Milano Pride, un «Sì» per tutti
Se negli Stati Uniti centinaia di migliaia di gay e lesbiche hanno salutato la storica sentenza che riconosce i matrimoni omosessuali in tutta la Federazione cantando We Shall Overcome sulla scalinata davanti alla Corte Suprema a Washington, in Italia la vigilia del gay Pride di Milano è stata l’ennesima occasione per la destra, con la Lega Nord in testa, per dare sfoggio del peggiore e ottuso oscurantismo.
Due consiglieri comunali del Carroccio, Luca Lepore e Massimiliano Bastoni, hanno definito la parade «un deprimente palcoscenico di qualche migliaio di frustrati, vittime di aberrazioni della natura».Un po’ di livore sono riusciti a vomitarlo anche sulla giunta di Giuliano Pisapia «affetta da disturbo dissociativo e che patrocina manifestazioni degradanti, ripugnanti e lesive della dignità dell’essere umano».
Nonostante il triste spettacolo della vigilia, per le strade di Milano si è riversata una marea colorata, festosa e cantante con tanta fame di diritti.
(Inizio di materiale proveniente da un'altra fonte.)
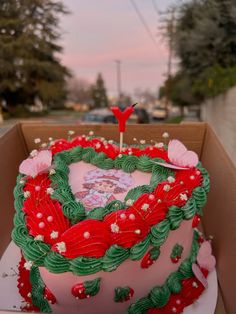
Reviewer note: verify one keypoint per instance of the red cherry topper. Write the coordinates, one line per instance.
(122, 117)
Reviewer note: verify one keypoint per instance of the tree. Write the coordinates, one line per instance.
(205, 44)
(99, 94)
(29, 66)
(205, 35)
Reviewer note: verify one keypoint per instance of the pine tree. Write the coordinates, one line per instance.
(99, 94)
(29, 66)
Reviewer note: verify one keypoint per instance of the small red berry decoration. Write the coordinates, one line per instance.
(86, 289)
(196, 220)
(123, 294)
(175, 259)
(176, 253)
(150, 257)
(48, 295)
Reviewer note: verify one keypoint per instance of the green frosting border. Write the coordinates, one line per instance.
(39, 253)
(159, 296)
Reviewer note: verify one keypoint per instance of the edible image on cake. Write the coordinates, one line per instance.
(100, 187)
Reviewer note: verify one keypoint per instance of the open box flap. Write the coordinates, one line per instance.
(219, 217)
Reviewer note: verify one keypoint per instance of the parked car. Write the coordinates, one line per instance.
(159, 113)
(105, 115)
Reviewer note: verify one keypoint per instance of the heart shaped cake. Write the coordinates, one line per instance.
(109, 231)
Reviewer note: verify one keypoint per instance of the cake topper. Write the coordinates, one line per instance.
(122, 117)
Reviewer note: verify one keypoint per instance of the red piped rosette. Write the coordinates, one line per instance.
(125, 227)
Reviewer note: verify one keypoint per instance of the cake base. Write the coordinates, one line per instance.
(10, 299)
Per tutti, non solo per gli omosessuali, anche per quelle centinaia di migranti che, da giorni, ancora dormono nel Piazzale davanti alla Stazione Centrale dove era stato fissato il concentramento. 100, 150 mila, secondo gli organizzatori, hanno sfilato fino a Porta Venezia. Tra i carri, i balli e i tanti cartelli, uno che condensa in poche parole un’unità d’intenti compatta e determinata per ottenere diritti che, ad oggi, in Italia ancora non esistono: «25 anni insieme, vogliamo sposarci».
Tra le istituzioni presenti, oltre al Sindaco Pisapia e buona parte della giunta comunale, anche il ministro delle politiche agricole Maurizio Martina: «E’ ora di una legge sulle unioni civili anche in Italia».
Le varie associazioni riunite nel comitato arcobaleno hanno manifestato nella giornata dell’orgoglio omosessuale dietro lo striscione di apertura: «I diritti nutrono il pianeta» che parafrasa la «missione» dell’Esposizione Universale. Come slogan, per quest’edizione, è stato scelto un urlo. «Non perché i diritti vadano imposti — aveva spiegato qualche giorno fa Flavio Pellegatta, Presidente di Arcigay, alla conferenza stampa di presentazione a Palazzo Marino — ma perché siamo stanchi di aspettare». «E’ un grido col sorriso quello che oggi tutti insieme lanciamo — ha detto dal palco Pisapia — ma è un grido che, senza risposte alla svelta, diventerà di sdegno e di rabbia».
A conclusione, prima degli interventi dal palco del primo cittadino e di Billi Costacurta, il testimonial della parade di quest’anno, un flash mob «per lanciare un’immagine simbolica». L’anno scorso le fotografie di Corso Buenos Aires inondata dal «Fiume d’amore» con 50 mila cuori sollevati in aria, avevano fatto il giro del mondo. Quest’anno è stata scelta l’affermazione «Sì». Sì, lo voglio pronunciato in un grande matrimonio collettivo. Migliaia di braccia alzate con un cartello che chiede uguaglianza per tutti, un’evoluzione e il riconoscimento dei diritti umani collettivi. «Sì, è la risposta dell’amore, l’amore dice sempre: Sì», ha spiegato l’artista Angelo Cruciani, già ideatore del Flash Mob della passata edizione.
E’ stata una manifestazione politica, anche perché è alle istituzioni che la comunità lgbtq si è rivolta per ottenere finalmente in Italia quello che in molti Paesi, anche nella cattolicissima Irlanda, è ormai normalità. La sentenza della Corte Suprema americana, con un linguaggio insolitamente emotivo, dice «che il matrimonio è una questione di libertà, di manifestazione della propria dignità di esseri umani. Attraverso il matrimonio gay e lesbiche possono superare la solitudine e l’esclusione che li ha caratterizzati per decenni».
E tra queste parole e noi c’è davvero di mezzo il mare.